Pivot bushings for solar panels from TIVAR® UV UHMW-PE
The challenge: To absorb as much solar energy as possible, photovoltaic panels can pivot to follow the path of the sun. Enabling this motion required a conformal pivot bushing that would retain its form and performance properties throughout the day, and also for outdoor use and UV-exposure.
The solution: Our TIVAR® UV UHMW-PE material was selected for its long-wearing properties and excellent stability in outdoor environments.
The results: Low-friction, low-noise, UV-resistant, and self-lubricating, the TIVAR® UV bushings not only display the ideal wear properties for the application, they also retain these properties throughout the warranty period. They absorb no moisture, and the lubrication does not corrode or freeze, eliminating the need for maintenance despite constant exposure to the elements.
Reducing costs and aerospace emissions with self-lubricating wear strips for wing flaps
Our self-lubricating Duratron® T4301 PAI material was used to create a component that replaces the need for complex, labor-intensive parts.
Our wear-resistant PAI solution resulted in a lighter plane with a lower risk of failure, reducing both maintenance and emissions. Our part was so effective, it has since been adopted across the Aerospace industry.
The coefficient of friction (CoF) is a measurement of the resistance generated when sliding the surface of one material over another. The standard method of deriving CoF values for thermoplastic materials is the ASTM D3702, which makes it possible to compare materials and predict their wear performance.
In ASTM D3702 testing, a polymeric sample is placed upon a polished steel thrust washer. A normal force is applied, followed by torque to get the plastic rotating. The CoF value is derived from the ratio of the two forces acting upon the mating surfaces: the sliding force (torque) and the normal force. The lower this ratio, the slicker the material.
There are two different CoF values that are important for understanding our materials’ frictional behavior: the static CoF and the dynamic CoF.

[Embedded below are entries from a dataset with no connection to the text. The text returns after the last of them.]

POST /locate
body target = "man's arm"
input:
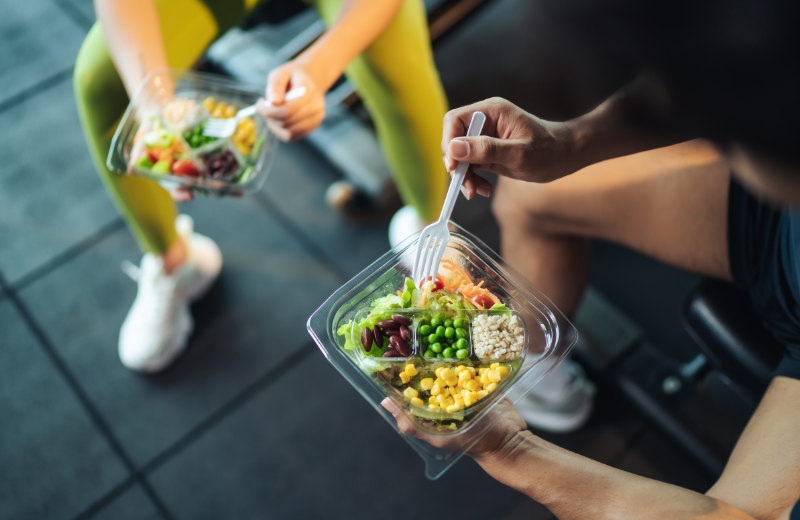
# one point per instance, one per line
(761, 480)
(521, 146)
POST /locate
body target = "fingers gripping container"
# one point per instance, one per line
(541, 337)
(160, 135)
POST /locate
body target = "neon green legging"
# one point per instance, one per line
(395, 77)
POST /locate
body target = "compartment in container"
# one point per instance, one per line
(185, 92)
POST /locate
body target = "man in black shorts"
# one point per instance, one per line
(696, 164)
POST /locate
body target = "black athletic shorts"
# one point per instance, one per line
(764, 254)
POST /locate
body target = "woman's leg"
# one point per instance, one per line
(177, 269)
(397, 79)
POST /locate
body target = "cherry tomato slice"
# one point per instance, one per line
(482, 302)
(153, 153)
(185, 167)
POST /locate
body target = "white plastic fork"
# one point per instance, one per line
(433, 239)
(226, 127)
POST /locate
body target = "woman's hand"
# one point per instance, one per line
(515, 144)
(295, 119)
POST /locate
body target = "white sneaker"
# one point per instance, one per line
(158, 326)
(404, 223)
(568, 412)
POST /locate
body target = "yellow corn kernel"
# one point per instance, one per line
(410, 392)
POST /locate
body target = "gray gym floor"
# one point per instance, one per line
(252, 422)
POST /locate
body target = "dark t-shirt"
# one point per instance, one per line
(764, 255)
(731, 67)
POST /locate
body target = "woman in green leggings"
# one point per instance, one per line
(383, 48)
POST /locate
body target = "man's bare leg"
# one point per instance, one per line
(670, 204)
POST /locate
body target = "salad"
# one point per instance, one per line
(441, 347)
(172, 143)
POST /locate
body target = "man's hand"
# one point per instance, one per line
(498, 442)
(515, 144)
(295, 119)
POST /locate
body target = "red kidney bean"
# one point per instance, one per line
(400, 345)
(402, 320)
(388, 324)
(366, 339)
(378, 336)
(405, 333)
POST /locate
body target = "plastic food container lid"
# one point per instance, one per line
(546, 338)
(246, 164)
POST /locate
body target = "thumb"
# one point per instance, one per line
(481, 150)
(277, 85)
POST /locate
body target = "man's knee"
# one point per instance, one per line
(522, 205)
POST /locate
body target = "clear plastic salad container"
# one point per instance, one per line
(446, 353)
(161, 134)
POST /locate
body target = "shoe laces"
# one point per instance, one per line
(158, 295)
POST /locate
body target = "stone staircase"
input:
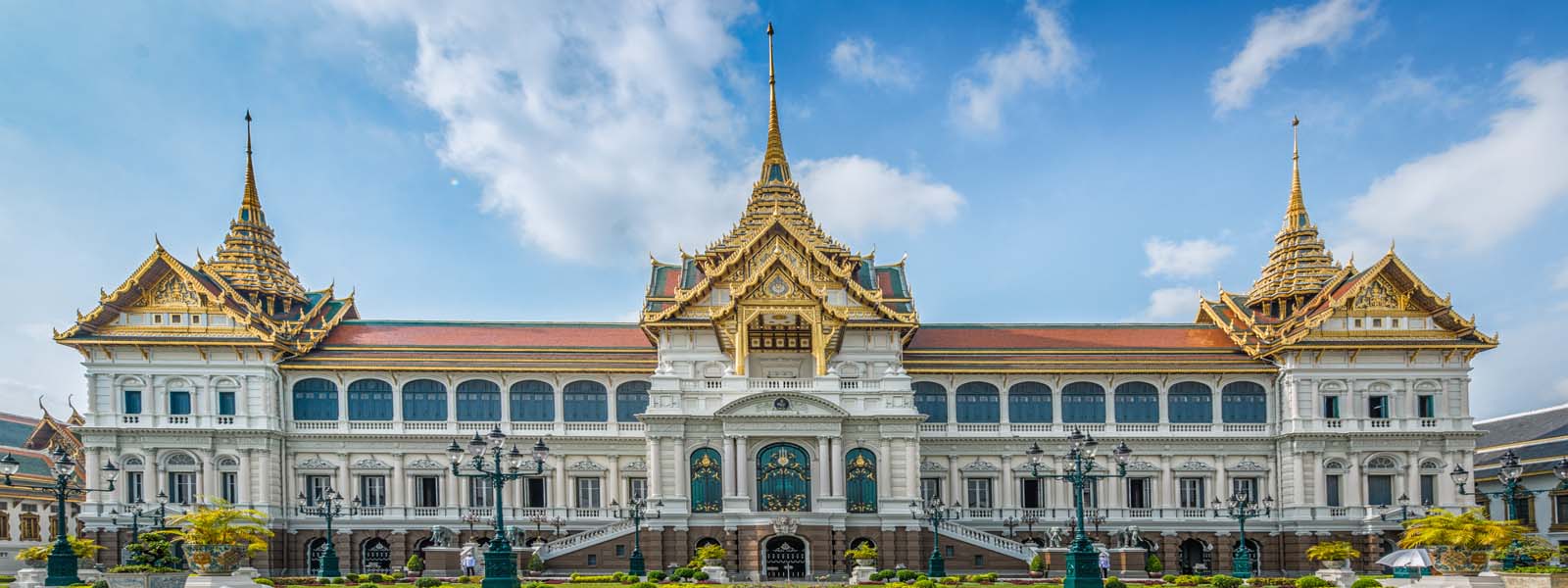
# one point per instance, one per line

The static CoF refers to the ratio of the sliding force to the normal force at initial movement, going from rest to rotation. The dynamic CoF refers to the ratio of these forces once the washer is already in motion. Typically, the static CoF is higher than the dynamic CoF, as greater force is needed to initiate motion than to maintain it. Stick-slip occurs when the static and dynamic CoF values are too far apart, resulting in an unwanted jerking motion as the mating surfaces transition.
The wear rate, also known as the K factor, is a measure of a material’s resistance to wear.
To calculate the K factor of an engineering plastic, we apply the QTM 55010 test method, which uses a journal bearing rather than a thrust washer.
The K factor is calculated from the variables of pressure (the applied load), velocity, and elapsed time. The lower the K factor, the greater the wear resistance of the tested material.
The limiting pressure velocity, or limiting PV, is a metric expressing the maximum compression that a mated surface can bear.
The limiting PV helps engineers understand which pressure and velocity conditions can generate excessive frictional heat, causing the system to fail.
We calculate the limiting PV with the QTM 55007 method on the basis of the applied load over a given surface area and the velocity of the torque. The higher the limiting PV, the more compression and frictional heat the material can withstand.